I'm not going to review or analyze David Roger Mitchell's innovative horror film It Follows. I thought it was very good. You keep thinking about it after the last frame. Even the flaws are interesting.
I do want to remark on the central motif. And to be clear, I'm not referring to the sexual contagion premise, which I take, for the most part, to be an intentionally distracting plot device that's economically drawn from genre vocabulary. No, I'm referring to the horrific motif where one is being stalked by a lumbering unseen malefic identity-shifting human-in-appearance entity. It sounds like something that's "been done" when I describe it that way, but no, it really hasn't. Not like this.
I found this to be authentically creepy specifically because it recalls with laser precision the content of a recurring nightmare that I have had since I was very young. I watch a lot of films (and I've seen tons of horror movies) but I have seldom seen something from my intimate dream life depicted with such weird tonal exactitude (an exception is the "Winky's Diner" sequence in David Lynch's Mulholland Drive, which I have elsewhere cited as an unexpected example of palpable Lovecraftian horror).

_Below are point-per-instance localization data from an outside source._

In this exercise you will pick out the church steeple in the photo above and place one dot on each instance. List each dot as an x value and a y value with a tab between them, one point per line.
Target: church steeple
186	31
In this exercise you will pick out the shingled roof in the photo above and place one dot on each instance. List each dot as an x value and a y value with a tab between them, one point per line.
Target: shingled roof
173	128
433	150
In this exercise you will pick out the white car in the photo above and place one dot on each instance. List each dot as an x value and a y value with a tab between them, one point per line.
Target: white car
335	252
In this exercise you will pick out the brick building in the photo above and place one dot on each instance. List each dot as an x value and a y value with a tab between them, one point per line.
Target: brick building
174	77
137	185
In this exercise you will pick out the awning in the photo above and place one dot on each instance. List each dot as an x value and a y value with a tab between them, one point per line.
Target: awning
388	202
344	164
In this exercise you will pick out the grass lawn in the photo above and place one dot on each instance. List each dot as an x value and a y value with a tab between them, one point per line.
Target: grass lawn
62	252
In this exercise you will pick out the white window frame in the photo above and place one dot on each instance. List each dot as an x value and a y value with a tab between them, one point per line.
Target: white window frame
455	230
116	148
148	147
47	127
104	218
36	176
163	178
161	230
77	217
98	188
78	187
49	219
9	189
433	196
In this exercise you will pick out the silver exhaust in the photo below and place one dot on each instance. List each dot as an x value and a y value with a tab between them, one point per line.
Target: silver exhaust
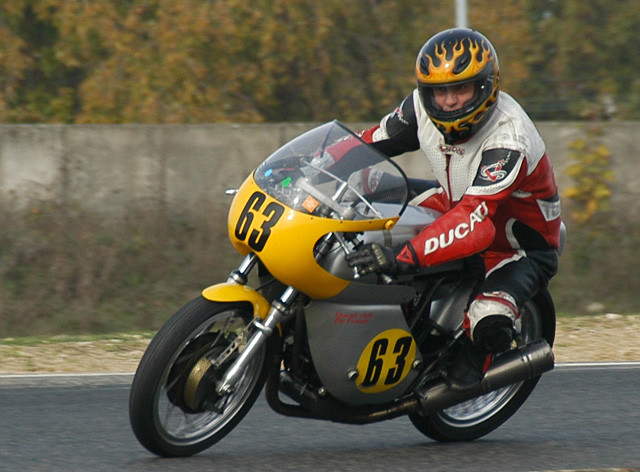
508	368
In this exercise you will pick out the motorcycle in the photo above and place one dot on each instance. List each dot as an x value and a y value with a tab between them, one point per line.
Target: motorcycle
325	341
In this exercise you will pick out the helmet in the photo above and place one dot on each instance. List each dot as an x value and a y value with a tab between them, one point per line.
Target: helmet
458	56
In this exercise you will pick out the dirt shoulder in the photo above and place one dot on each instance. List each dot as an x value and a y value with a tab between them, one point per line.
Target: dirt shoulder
579	339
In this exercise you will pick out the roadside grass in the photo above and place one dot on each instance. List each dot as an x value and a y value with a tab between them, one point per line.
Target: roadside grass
65	271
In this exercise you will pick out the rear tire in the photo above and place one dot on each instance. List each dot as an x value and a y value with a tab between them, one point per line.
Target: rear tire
173	407
477	417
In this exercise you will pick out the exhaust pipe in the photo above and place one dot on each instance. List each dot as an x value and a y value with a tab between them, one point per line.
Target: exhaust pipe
509	368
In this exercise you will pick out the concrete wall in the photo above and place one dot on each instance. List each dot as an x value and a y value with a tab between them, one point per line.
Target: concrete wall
183	168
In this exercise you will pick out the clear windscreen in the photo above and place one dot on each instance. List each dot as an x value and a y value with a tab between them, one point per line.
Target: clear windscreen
330	172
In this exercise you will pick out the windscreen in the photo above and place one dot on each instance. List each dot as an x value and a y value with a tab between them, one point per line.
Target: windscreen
329	171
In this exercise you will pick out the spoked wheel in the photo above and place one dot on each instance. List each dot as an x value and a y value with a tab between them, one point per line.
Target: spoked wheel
481	415
174	408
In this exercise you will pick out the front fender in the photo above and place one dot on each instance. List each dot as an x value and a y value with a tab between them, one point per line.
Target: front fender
229	292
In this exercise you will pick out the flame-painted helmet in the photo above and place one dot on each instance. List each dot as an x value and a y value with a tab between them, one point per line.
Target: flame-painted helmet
458	56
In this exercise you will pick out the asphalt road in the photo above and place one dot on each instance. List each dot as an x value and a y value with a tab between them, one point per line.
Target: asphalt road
577	418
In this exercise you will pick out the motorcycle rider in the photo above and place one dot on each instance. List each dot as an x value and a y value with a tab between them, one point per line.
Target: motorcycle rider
496	190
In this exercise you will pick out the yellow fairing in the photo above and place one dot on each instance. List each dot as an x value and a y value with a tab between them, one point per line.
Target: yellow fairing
285	240
226	292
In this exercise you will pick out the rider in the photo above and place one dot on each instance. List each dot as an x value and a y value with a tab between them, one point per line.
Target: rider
496	190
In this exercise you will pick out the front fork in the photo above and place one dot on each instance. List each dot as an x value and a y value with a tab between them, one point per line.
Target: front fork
279	309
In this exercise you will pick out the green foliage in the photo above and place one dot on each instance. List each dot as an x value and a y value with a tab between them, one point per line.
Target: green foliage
162	61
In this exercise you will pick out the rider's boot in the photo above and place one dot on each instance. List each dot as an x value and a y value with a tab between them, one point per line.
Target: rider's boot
492	335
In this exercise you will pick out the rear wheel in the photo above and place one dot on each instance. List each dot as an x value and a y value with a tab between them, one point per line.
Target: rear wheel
173	408
481	415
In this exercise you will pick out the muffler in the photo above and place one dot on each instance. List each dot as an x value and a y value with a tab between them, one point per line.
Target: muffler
511	367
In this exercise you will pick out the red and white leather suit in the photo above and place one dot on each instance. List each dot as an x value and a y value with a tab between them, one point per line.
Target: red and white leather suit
498	196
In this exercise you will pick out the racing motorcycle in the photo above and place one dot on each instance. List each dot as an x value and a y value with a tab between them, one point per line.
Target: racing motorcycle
324	340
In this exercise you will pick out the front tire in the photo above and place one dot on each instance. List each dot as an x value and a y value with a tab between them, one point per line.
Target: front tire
173	407
477	417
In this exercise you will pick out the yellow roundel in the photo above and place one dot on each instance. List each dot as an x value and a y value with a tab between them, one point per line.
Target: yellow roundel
386	361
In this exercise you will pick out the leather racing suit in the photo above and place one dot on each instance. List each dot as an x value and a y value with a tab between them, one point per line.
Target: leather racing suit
498	196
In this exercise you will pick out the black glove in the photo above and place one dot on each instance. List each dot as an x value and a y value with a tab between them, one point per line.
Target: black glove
373	257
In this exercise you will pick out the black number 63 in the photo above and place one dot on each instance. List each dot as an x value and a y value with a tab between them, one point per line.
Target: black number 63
258	236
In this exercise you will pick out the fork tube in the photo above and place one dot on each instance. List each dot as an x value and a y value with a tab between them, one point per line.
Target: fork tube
278	311
241	274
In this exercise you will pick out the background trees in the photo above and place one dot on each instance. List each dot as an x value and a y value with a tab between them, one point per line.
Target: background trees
162	61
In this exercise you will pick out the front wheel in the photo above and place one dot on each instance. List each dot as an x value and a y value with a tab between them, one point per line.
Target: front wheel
173	407
481	415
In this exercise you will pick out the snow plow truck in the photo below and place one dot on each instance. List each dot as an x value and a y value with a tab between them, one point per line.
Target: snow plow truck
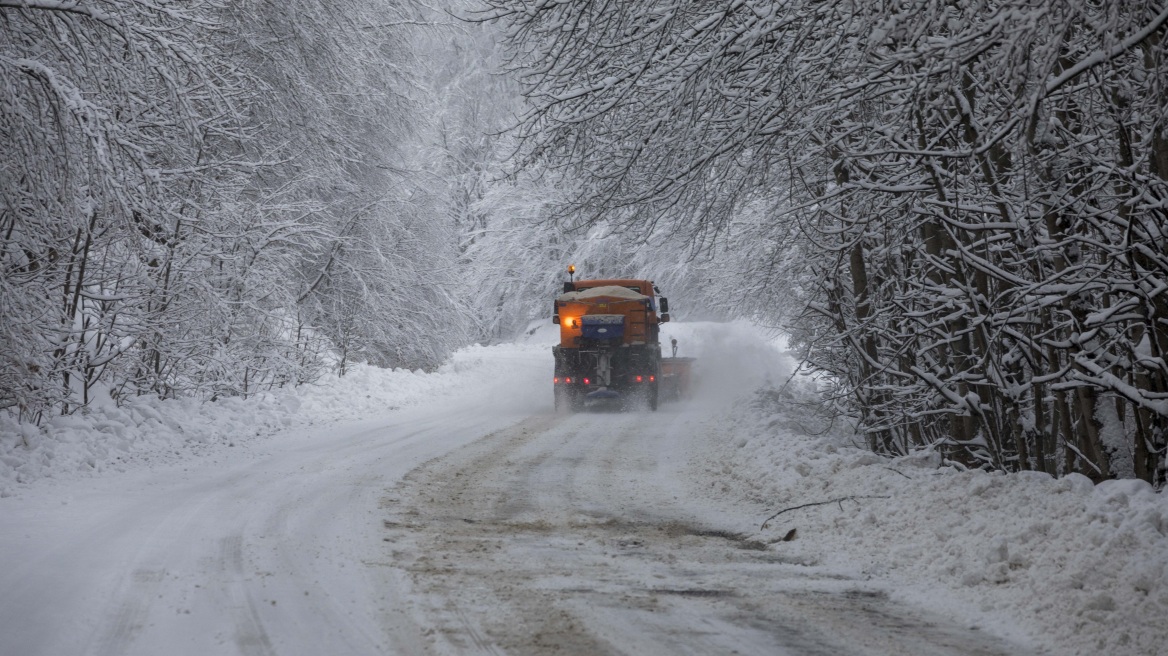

Being curious about some of the literary and cultural references in the film, I did some Googling and soon came upon an informative article that calls out a quote by David Roger Mitchell from a Newsweek interview. Here's an excerpt from the first article, where the quote is framed:
“The basic idea of being followed by something that is slow but never stops is from a nightmare I had when I was a kid,” writer-director David Robert Mitchell told Newsweek. “I would see someone in the distance, and they would just be walking very slowly towards me, and I would turn to the people around me and point them out, and they wouldn’t know what I was talking about. I immediately knew that this was a monster, something that was going to hurt me. And I would run away from it and wait, and then eventually it would come around the corner. I could always get away from it, but what was horrible about it was that it just never stopped. It was always coming for me.”
So it's not just me then. Seriously, that's my recurring dream in its exact form. It still visits me now and then, and I still sometimes wake in a bolt of ridiculous terror. Is this more common than I imagined?
Like I said, no analysis. I know this one is going to be discussed to death. I'm sure there are haters, and I'm just as sure that favored interpretations are going to get predictably stuck on the wrong stuff. I have my own tunneled notion of what It Follows is "saying," but while others go on about it being a wink-wise genre throwback, I wanted to record my strong impression that the scary core of the film is as thrillingly original as it is eerily familiar. That's all.